语音播放优化

2026-03-21 17:24:42 +08:00 · 2026-03-21 17:24:42 +08:00 · 43a77b3015
commit 43a77b3015
parent 3ee80a637e
1 changed files with 33 additions and 0 deletions
--- a/services/voice_session_manager.py
+++ b/services/voice_session_manager.py
@ -25,9 +25,11 @@ class _StreamTagFilter:
        self.state = "idle"  # idle, answer, skip
        self.found_any_tag = False
        self._pending = ""  # buffer for partial tag like "[TOO..."
+        self.answer_ended = False  # True when ANSWER block ends (e.g. hit [TOOL_CALL])

    def feed(self, chunk: str) -> str:
        """Feed a chunk, return text that should be passed to TTS."""
+        self.answer_ended = False
        self._pending += chunk
        output = []

@ -61,6 +63,8 @@ class _StreamTagFilter:
                    if tag_name == "ANSWER":
                        self.state = "answer"
                    else:
+                        if self.state == "answer":
+                            self.answer_ended = True
                        self.state = "skip"
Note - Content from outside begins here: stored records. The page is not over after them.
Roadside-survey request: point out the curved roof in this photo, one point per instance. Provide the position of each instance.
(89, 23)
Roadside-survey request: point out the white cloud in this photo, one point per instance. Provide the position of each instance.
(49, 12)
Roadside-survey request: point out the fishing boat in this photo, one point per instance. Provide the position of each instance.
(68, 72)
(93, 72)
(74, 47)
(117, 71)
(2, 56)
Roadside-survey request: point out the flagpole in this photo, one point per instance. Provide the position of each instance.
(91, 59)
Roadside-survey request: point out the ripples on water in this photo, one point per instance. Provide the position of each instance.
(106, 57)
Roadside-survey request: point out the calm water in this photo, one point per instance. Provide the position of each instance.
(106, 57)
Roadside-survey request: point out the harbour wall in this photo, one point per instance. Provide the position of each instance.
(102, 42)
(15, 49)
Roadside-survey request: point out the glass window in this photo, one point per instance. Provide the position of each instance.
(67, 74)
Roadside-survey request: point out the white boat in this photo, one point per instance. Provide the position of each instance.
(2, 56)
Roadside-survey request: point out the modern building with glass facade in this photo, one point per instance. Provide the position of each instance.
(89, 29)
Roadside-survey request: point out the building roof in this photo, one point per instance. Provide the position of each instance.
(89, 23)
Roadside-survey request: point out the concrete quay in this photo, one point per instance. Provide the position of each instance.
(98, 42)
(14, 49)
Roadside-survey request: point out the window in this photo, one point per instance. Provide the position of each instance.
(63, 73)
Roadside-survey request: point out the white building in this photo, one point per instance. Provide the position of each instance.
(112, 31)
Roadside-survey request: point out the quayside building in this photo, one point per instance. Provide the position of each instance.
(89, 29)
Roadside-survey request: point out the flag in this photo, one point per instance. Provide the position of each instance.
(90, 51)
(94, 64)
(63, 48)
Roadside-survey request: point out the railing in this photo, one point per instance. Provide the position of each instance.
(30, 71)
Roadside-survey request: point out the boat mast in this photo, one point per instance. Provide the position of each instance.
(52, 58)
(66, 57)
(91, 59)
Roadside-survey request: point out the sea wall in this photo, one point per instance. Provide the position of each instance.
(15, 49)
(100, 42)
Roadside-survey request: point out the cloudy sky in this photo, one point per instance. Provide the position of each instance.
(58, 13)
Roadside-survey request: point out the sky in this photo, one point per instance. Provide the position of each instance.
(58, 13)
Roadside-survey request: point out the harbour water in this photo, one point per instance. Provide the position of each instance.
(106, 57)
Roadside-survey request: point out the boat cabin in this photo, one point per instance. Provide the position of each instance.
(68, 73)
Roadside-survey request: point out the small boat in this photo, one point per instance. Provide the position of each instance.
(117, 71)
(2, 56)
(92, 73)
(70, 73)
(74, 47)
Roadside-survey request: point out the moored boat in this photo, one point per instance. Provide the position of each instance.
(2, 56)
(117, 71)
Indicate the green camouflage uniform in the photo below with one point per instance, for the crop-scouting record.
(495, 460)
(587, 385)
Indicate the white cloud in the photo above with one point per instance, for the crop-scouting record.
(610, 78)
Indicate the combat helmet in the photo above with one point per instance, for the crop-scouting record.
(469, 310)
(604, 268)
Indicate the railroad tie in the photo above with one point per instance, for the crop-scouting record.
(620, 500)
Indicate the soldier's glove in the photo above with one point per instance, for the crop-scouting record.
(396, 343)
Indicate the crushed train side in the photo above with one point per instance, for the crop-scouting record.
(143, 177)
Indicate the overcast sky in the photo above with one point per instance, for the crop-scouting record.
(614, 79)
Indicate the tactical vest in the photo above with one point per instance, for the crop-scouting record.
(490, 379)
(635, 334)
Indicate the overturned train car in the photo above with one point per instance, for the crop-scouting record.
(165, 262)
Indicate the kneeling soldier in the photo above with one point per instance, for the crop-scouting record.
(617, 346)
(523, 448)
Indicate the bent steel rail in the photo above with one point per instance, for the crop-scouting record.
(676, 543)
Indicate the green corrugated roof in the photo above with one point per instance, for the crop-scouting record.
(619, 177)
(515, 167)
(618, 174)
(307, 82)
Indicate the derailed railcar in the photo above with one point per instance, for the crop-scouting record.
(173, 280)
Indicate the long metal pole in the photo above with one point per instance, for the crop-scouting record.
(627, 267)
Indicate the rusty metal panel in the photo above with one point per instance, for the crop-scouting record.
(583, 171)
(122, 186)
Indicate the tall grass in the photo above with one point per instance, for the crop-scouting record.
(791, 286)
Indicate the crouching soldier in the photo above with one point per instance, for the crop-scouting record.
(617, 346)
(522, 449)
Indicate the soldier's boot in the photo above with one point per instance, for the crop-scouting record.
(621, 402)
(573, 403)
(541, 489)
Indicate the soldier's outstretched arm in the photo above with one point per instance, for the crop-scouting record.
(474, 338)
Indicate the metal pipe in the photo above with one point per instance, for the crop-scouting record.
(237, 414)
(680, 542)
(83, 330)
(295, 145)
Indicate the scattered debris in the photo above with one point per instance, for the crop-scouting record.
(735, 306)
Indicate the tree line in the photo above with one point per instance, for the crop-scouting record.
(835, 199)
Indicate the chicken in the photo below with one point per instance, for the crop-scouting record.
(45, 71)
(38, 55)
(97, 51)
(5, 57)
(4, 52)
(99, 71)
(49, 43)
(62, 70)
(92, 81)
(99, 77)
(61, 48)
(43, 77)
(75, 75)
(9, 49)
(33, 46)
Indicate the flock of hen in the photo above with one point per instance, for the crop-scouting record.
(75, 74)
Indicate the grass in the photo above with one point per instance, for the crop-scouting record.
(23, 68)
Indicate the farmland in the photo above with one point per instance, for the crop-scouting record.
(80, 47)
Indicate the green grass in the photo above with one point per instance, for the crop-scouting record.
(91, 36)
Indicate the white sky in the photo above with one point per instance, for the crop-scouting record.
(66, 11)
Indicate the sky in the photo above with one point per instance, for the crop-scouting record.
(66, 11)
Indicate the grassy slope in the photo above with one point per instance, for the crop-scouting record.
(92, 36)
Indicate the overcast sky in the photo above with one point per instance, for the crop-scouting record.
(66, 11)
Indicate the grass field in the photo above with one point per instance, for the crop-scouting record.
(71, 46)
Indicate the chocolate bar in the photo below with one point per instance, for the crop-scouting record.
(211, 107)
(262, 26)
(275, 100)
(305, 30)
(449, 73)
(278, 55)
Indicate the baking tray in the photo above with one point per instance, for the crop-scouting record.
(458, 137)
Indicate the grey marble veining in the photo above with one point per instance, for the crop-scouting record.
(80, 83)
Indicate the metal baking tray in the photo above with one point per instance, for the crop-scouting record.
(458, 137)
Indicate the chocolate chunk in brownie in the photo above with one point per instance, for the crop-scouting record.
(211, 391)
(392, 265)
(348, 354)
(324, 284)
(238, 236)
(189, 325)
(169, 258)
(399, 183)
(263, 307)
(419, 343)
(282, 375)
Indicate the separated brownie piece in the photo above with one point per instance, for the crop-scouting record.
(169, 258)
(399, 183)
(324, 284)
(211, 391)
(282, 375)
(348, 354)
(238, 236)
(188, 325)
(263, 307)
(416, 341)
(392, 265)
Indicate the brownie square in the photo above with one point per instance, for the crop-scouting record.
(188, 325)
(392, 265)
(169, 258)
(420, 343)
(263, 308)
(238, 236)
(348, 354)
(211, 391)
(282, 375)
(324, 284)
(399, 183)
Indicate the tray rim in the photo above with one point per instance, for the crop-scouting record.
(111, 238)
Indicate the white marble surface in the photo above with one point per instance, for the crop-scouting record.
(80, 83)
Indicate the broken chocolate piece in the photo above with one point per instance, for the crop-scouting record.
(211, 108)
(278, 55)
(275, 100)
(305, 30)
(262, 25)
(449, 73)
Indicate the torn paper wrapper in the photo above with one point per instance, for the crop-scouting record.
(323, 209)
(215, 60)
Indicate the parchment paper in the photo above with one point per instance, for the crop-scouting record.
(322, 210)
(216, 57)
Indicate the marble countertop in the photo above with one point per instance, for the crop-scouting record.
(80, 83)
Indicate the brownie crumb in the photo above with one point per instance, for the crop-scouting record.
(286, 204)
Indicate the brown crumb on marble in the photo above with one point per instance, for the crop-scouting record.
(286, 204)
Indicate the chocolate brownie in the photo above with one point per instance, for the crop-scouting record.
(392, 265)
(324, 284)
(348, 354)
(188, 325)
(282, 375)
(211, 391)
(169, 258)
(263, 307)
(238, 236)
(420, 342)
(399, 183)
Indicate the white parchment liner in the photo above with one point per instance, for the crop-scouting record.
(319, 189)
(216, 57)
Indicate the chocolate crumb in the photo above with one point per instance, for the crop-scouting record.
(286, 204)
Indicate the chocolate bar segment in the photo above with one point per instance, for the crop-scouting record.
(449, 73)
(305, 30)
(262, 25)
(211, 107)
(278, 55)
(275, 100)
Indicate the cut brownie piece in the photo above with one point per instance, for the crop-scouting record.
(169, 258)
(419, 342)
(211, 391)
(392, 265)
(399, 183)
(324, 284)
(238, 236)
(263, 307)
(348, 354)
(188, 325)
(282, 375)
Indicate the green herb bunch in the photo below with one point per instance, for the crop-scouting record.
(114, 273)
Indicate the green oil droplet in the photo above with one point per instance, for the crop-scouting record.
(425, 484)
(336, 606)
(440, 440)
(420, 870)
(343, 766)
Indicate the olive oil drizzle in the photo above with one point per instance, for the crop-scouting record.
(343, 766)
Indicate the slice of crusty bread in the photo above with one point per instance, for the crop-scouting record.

            elif self.state == "skip":
@ -332,6 +336,35 @@ class VoiceSession:
                passthrough = tag_filter.feed(chunk)

                if not passthrough:
+                    # ANSWER block ended (e.g. hit [TOOL_CALL]), flush sentence_buf immediately
+                    if tag_filter.answer_ended and sentence_buf:
+                        flush = sentence_buf.strip()
+                        sentence_buf = ""
+                        if flush:
+                            flush = self._clean_markdown(flush)
+                        if flush:
+                            if tts_started and self._tts_segment_done:
+                                logger.info(f"[Voice] TTS segment done, closing session and waiting for delivery (answer ended)")
+                                await self.realtime_client.chat_tts_text(content="", start=False, end=True)
+                                self._tts_complete_event.clear()
+                                try:
+                                    await asyncio.wait_for(self._tts_complete_event.wait(), timeout=10)
+                                except asyncio.TimeoutError:
+                                    logger.warning(f"[Voice] Timeout waiting for TTS complete, proceeding anyway")
+                                tts_started = False
+                                self._tts_segment_done = False
+                                logger.info(f"[Voice] TTS delivery done, starting new session (answer ended)")
+
+                            logger.info(f"[Voice] Sending TTS sentence (answer ended): '{flush[:80]}'")
+                            await self.realtime_client.chat_tts_text(
+                                content=flush,
+                                start=not tts_started,
+                                end=False,
+                            )
+                            if not tts_started:
+                                await self._emit_status("speaking")
+                            tts_started = True
+                            self._tts_segment_done = False
                    continue

                sentence_buf += passthrough